Testing reports

Tue Apr 10 10:23:04 EDT 2012

On Apr 9, 2012, at 10:53 PM, Colin Scott wrote:

> 
> Yes, I accept that one might argue about whether the output is the HTML or the report.  I would incline to the former, on the grounds that if the HTML doesn't change then neither does the report, and if the HTML does then the report might (or might not).  I guess it depends, as you suggest, on how you create the HTML - and in general I don't disagree with anything you say.  I am sure you similarly understand where I am coming from ...  :-)
> 
> If my approach seems simplistic, then it is deliberately so.  I found over many years that it is unhelpful to introduce needless complexities, and that it is always easier to start simple and add the complexities one finds to be necessary, rather than starting complex and then finding that some of the initial complexity is superfluous.  This approach generally gave me more robust results, and got them quicker ...
> 
> Colin
> 
> -------- Original Message --------
> 
> *Subject:* spam,Re: spam,Re: Testing reports
> *From:* Colin Law <clanlaw at googlemail.com>
> *To:* gnucash at double-bars.net, gnucash-user at gnucash.org
> *Date:* Tue, 10 Apr 2012 13:26:49 +0100
> 
> On 10 April 2012 04:32, Colin Scott <gnucash at double-bars.net> wrote:
>> 
>>> Can one not find an html parser that will read the html into a DOM
>>> tree?  Then one could walk the tree comparing the tags, attributes,
>>> and contents with a DOM from a reference page.  That way minor
>>> changes in the html that do not change the resulting displayed page
>>> will be ignored.
>> 
>> I expect you are right, but I've never worked with HTML at that sort of level, so please pardon my ignorance!
>> 
>> Besides, I was making two points.  The first was that one needs to weigh the cost of what one is doing against the benefits.  If it's easy, then maybe it's worth doing - but maybe not, read on!  :-)
>> 
>> The second was that *ANY* change to the HTML output needs to be flagged and checked - if you have something that works, it shouldn't be changed at all unless there is a very good reason makding the change.  If the output changes, and the changed HTML is determined to be correct, then it should become the reference against which future test output is compared.  IMHO one should *NEVER* automatically accept a change in output without it having been thoroughly scrutinised and checked by a human!
> 
> It is a bit of a philosophical point really, but one could argue that
> the output from the software is a report rather than a chunk of html.
> What matters is what the report looks like, and if the Document Object
> Model has not changed then it will look the same whatever the details
> of the underlying html.  Using the DOM allows the test to relate to
> the end result, with tests such as "there should be a paragraph of a
> particular class containing particular text", rather then "there
> should be a string of the form <p class =......".
> I don't know how the html is generated in the code, if it uses an html
> library (or if at some point in the future it used an html library)
> then another issue could be that a newer version of the library might,
> for example, change the order of attributes in a tag.  A DOM based
> test would not care about this but for a text based one it would be a
> disaster.

You guys are forgetting about CSS's affect on the way a particular DOM is rendered. That can make a huge difference in appearance. Play around a bit with http://www.csszengarden.com/ to see what I mean (or just for fun, it's an awesome demo!)
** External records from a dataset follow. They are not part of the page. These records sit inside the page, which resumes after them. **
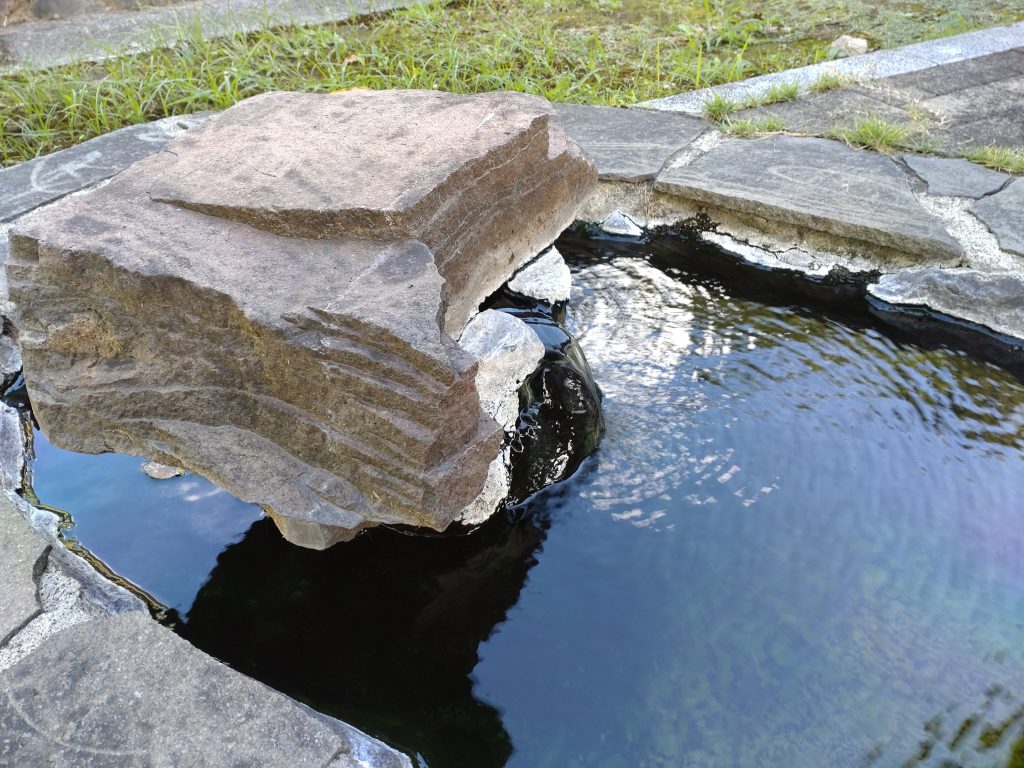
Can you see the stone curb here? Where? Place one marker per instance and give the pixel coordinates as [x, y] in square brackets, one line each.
[39, 45]
[663, 168]
[857, 69]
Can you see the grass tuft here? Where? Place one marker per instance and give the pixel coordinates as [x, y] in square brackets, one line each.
[873, 133]
[828, 82]
[718, 109]
[747, 128]
[583, 51]
[1007, 159]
An easy way to test the HTML without worrying about tag case or extraneous whitespace is to use HTML Diff [1] against a canned comparison document. That will get us close enough for a first order test, I think. Anyone got time to code something up?

The talk about DOM gave me another idea: Since the html generator seems to be outputting XHTML transitional (at least it *says* it is), we can write a strict schema and then validate the output report against the schema. If it validates, it passes.

The HTML generation code is in src/report/report-system, is in Scheme, and appears from cursory inspection to be self-contained (meaning that it doesn't use an external library except for jqplot, which makes the graphs).

Regards,
John Ralls

[1] http://www.aaronsw.com/2002/diff/